Floating point on ansys Fluent with periodic boundaries.

    • mimozas1
      Subscriber

      Halllo. I am working on a 3d wing simulation. I have a C-TYPE mesh and domain as the image shows.

    • Rob
      Ansys Employee
      If the facets don't exactly align you can't use the "normal" periodic options. Have a look in the non conformal interface options: you can use those to create periodics. Chances are your mesh nearly lines up but is out of tolerance somewhere.
      However, if the flow is aligned with the wing just set a symmetry plane or use 2d. If it's not aligned you need to refine the mesh in the z-direction as 3 tet cells isn't enough.
    • mimozas1
      Subscriber
      First of all, thank you Rob for your immediate reaction to my question! It really helped.
      I fixed the problems based on your advice but another one occurs. When i manually create the periodic b.c. with the left and right surcafe of the domain, i leave the box (matching, mapped, coupled) unchecked. So ansys creates a pseudo-surface to unite the two surfaces i impose the interaction and the periodic bc. My problem is that i want to specify the periodic conditions with 0 mass flow rate and 0 gauge pressure. But when i run the simulation occurs a floating point exception from the first iteration
      The cause of this error might be the type of the pseudo-surfaces created?? (they are left to wall). If not do you have any other ideas?
      Thanks a alot for your help and your time!
    • mimozas1
      Subscriber

    • mimozas1
      Subscriber

    • mimozas1
      Subscriber

    • mimozas1
      Subscriber

    • Rob
      Ansys Employee
      If there's zero flow and pressure then why are you using periodics? That implies the flow is parallel to those surfaces. You also set the periodic flow vector for the periodic bc, so x=0, y=0 and z=1 in this case.
    • mimozas1
      Subscriber
      Thank you.
      I corrected the vectors. With that adjustment the model runs without errors!
    • mimozas1
      Subscriber
      Hallo Rob!
      I am responding to your question about the reason i am using periodic b.c. if i have 0 mass flow rate and 0 gauge pressure.
      The fact is i made i mistake. I didnt want to have 0 net rate but i wanted to achieve the following: everything that happens in one p.b.c.Face to happen to the next p.b.c.Face.
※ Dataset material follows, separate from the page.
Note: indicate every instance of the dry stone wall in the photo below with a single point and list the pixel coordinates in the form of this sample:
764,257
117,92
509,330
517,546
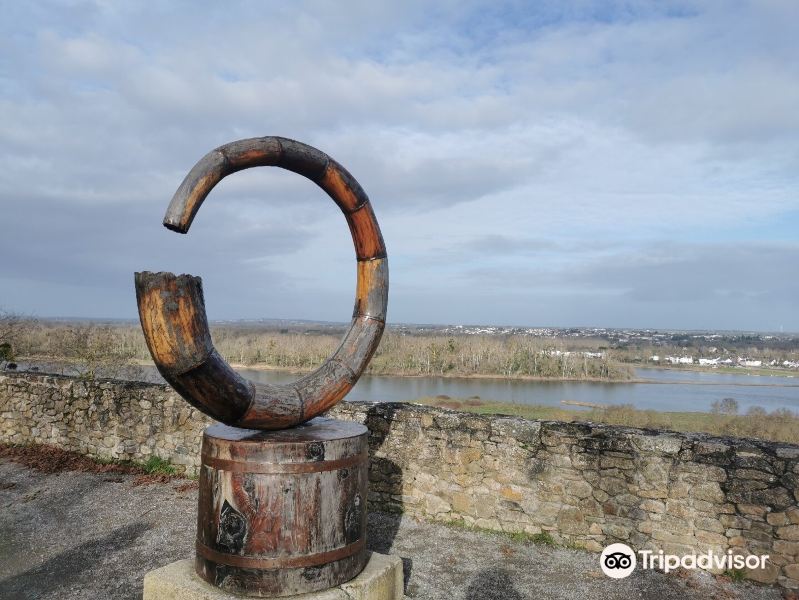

Thinking about it again i think the most correct option would be to select GaugePressure0.
      I would appreciate your opinion on this!
      Thanks in advance for your help to us users!
      Mimis.
    • Rob
      Ansys Employee
      If the inlet flow is aligned with the geometry then the cross flow should be zero. Adding periodic boundaries may mean the solver adds a small cross flow, but that ought to be damped out as the solution converges. If you want to create a cross flow you need to resolve across the domain too.
    • mimozas1
      Subscriber
      I have the inlet velocity to bem parallel to the chord of the wing. That means there is no spanwise velocity. But the velocity on top of the wing may have a spanwise velocity due to turbulent effects. That is why i want to add the periodic b.c.
      I think makin the periodic conditions as Gauge Pressure 0 will do. But i am not sure if i have to make it on z or on x axis, as shown in the next picture.


    • Rob
      Ansys Employee
      If you want to pick up that you'll need a wider domain and a lot more resolution.
    • mimozas1
      Subscriber
      Yes, i am aware of that. I am just running a quik simullation to get acquainted with the physical model and not to get some good quality results.
      Once i do this, i will work on mesh resolution more.
      But the thing i am still trying to find is whereaw to have the GaugePressure=0 in flow direction of Z or X, according to what i described you about on my previous question.
      Thanks a lot!
    • mimozas1
      Subscriber
      I think that it must be on Z axis but i am not really sure.
      I think it is Z because the two periodic bound.conditions are perpendicular to this axis.